NYDFS may get enforcement power over unlicensed activity – bill pending

New York State bill seeks to enhance the enforcement powers of NYDFS over unlicensed banking, insurance activity.

In New York, the state Senate has passed a bill (S7420) to enhance the enforcement powers of the New York Department of Financial Services (NYDFS) over unlicensed activity.

Specifically, it allows the NYDFS to have additional oversight of banks and insurance companies that are not currently licensed in this state and authorizes penalties for such violations.

The bill is pending in the state Assembly; if passed, it would be effective immediately.

Gap in penalty provisions

The bill is designed to resolve what lawmakers see as a gap in the penalty provisions of the banking, insurance and general financial services laws that “advantage persons who disregard licensing, registration, and similar authorization requirements”.

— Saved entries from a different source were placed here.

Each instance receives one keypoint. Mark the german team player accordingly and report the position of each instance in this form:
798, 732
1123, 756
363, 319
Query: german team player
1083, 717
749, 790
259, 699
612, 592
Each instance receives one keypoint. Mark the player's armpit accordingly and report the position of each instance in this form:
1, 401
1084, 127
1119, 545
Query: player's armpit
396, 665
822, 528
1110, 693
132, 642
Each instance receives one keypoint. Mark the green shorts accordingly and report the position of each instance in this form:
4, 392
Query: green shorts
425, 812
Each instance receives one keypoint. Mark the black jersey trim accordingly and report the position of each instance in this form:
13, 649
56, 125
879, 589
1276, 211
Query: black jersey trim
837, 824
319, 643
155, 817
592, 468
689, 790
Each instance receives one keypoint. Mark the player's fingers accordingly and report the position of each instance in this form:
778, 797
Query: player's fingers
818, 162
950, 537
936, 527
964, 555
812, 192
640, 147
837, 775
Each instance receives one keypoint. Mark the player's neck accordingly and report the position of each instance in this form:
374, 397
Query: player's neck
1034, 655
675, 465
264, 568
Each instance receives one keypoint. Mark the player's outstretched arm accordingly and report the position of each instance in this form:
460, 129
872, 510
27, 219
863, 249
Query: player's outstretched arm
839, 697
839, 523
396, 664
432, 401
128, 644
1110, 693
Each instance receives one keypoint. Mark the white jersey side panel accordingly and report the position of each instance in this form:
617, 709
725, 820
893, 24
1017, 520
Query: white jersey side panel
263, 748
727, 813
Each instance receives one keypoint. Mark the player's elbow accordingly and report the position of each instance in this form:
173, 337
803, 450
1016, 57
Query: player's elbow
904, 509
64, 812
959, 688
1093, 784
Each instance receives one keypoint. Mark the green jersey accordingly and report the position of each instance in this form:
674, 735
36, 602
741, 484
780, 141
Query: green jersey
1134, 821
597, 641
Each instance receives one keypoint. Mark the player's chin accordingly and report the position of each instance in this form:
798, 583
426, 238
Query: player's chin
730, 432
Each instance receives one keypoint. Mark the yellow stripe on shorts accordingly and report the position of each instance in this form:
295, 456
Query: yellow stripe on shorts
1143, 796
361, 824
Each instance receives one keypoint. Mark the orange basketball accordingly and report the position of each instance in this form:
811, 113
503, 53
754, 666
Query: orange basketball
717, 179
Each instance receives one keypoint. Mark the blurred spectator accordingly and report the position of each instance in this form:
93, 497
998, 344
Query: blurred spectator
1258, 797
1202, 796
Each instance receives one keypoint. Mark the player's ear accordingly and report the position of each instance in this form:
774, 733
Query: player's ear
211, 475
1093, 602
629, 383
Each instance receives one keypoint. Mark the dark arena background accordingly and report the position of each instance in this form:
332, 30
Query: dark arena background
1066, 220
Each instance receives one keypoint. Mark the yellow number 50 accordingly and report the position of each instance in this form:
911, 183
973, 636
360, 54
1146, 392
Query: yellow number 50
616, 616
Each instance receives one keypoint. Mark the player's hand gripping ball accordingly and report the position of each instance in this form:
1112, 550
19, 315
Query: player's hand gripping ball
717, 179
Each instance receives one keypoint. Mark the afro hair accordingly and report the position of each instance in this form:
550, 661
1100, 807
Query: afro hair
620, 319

The bill does this imposing a penalty for “prohibited unlicensed acts,” which is defined first as “engaging in an activity in this state for which (authorization) by the superintendent is required by” banking, insurance, or financial services laws or their associated regulations without being authorized. It is defined secondly as “any act or omission by a person who is required by banking, insurance, or financial services laws or their associated regulations to be authorized by the Superintendent to do such business and is not so authorized, if such act or omission would constitute a violation of those laws or regulations if such a person had been authorized.”

The law provides the NYDFS Superintendent with the power to investigate possible unlicensed activities and hold adjudicatory proceedings to assess civil penalties against person committing prohibited, unlicensed acts.

The penalties for infractions by unlicensed parties are designed to be the same as those set forth in the respective sections of NYDFS regulations, such that if the activity falls within the banking arena, those penalties would apply, and if they fall in the area of insurance, those would apply, etc.

“The law is designed “to protect users of financial products and services from imprudent conduct and harmful business practices in New York’s Financial Services marketplace.”

NY Senate Bill S7420

Consequences

Currently, if a person engages in activities for which authorization from the NYDFS Superintendent is required and does not have such authorization, there is no civil penalty for it. And if such a person acted in ways that would constitute a violation if he or she did have authorization, that person often faces no consequences under NYDFS regulations.

The example the bill’s drafters offer here is of a person conducting a loan business for which a license is required but doing so without one. Not only can the Superintendent not impose a fine for the lack of a license, the Superintendent cannot impose a fine if that unlicensed individual charges an illegal rate of interest.

The law is designed “to protect users of financial products and services from imprudent conduct and harmful business practices in New York’s Financial Services marketplace,” the lawmakers say in the bill.